Foreign Portfolio Pullbacks Lift Nigerian Eurobond Yields To 8.54%

DMO Set To Auction N150bn Bond On FG's Behalf

Yields on Nigerian Eurobonds climbed in the international debt market as foreign portfolio investors (FPIs) began scaling back their exposure amidst renewed global trade tensions triggered by fresh U.S. tariff threats.

Market participants observed a bearish sentiment across the board, with widespread selloffs spanning short-, mid-, and long-term bonds. The SEP-2028 bond faced the most notable pressure, driving the average yield upward by 3 basis points to 8.54%.

Analysts point to a cautious shift among international investors following Washington’s recent announcement of new tariff measures: 25% duties on select imports from Japan and South Korea, along with a 10% levy targeting nations affiliated with the BRICS alliance. This development follows BRICS leaders openly criticizing U.S. trade practices during their recent summit, injecting uncertainty into emerging markets.

Nigerian Eurobonds bore the brunt of the market response, posting yield increases as investors reassessed risk exposure in light of the ongoing global economic recalibrations. However, rising oil prices continue to offer a cushion, particularly for debt instruments from Nigeria and Angola.

Domestically, Nigeria’s economic trajectory remains optimistic for the second half of 2025. Buoyed by improved macroeconomic stability, the World Bank projects 3.6% GDP growth, while the Central Bank of Nigeria (CBN) forecasts 4.2%, and the IMF estimates 3%. Authorities are also working toward rebasing GDP to 2019 levels to reflect emerging sectors like fintech, digital media, and entertainment—potentially lifting Nigeria’s official economic output.

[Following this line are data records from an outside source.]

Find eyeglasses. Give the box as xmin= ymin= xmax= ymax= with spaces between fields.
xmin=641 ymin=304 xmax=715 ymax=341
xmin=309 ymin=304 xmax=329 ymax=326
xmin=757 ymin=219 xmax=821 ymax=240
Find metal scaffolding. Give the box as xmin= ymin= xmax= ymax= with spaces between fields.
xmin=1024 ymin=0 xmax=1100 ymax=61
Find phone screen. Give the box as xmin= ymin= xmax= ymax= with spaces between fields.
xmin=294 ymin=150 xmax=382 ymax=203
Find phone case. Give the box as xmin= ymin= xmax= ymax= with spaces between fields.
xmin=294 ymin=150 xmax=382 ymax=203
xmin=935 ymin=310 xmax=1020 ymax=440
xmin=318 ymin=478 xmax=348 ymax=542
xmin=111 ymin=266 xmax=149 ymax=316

Meanwhile, inflationary trends have eased slightly. Thanks to a more stable naira and slower growth in energy costs, headline inflation inched down to 22.97% in May 2025 from 24.48% in January. Monthly inflation declined significantly to 1.58% from a staggering 10.71% earlier in the year.

Food inflation averaged 21.14%, while core inflation stood at 22.6%. Despite these improvements, consumer prices remain elevated, with full-year inflation expected to hover around 21% year-on-year.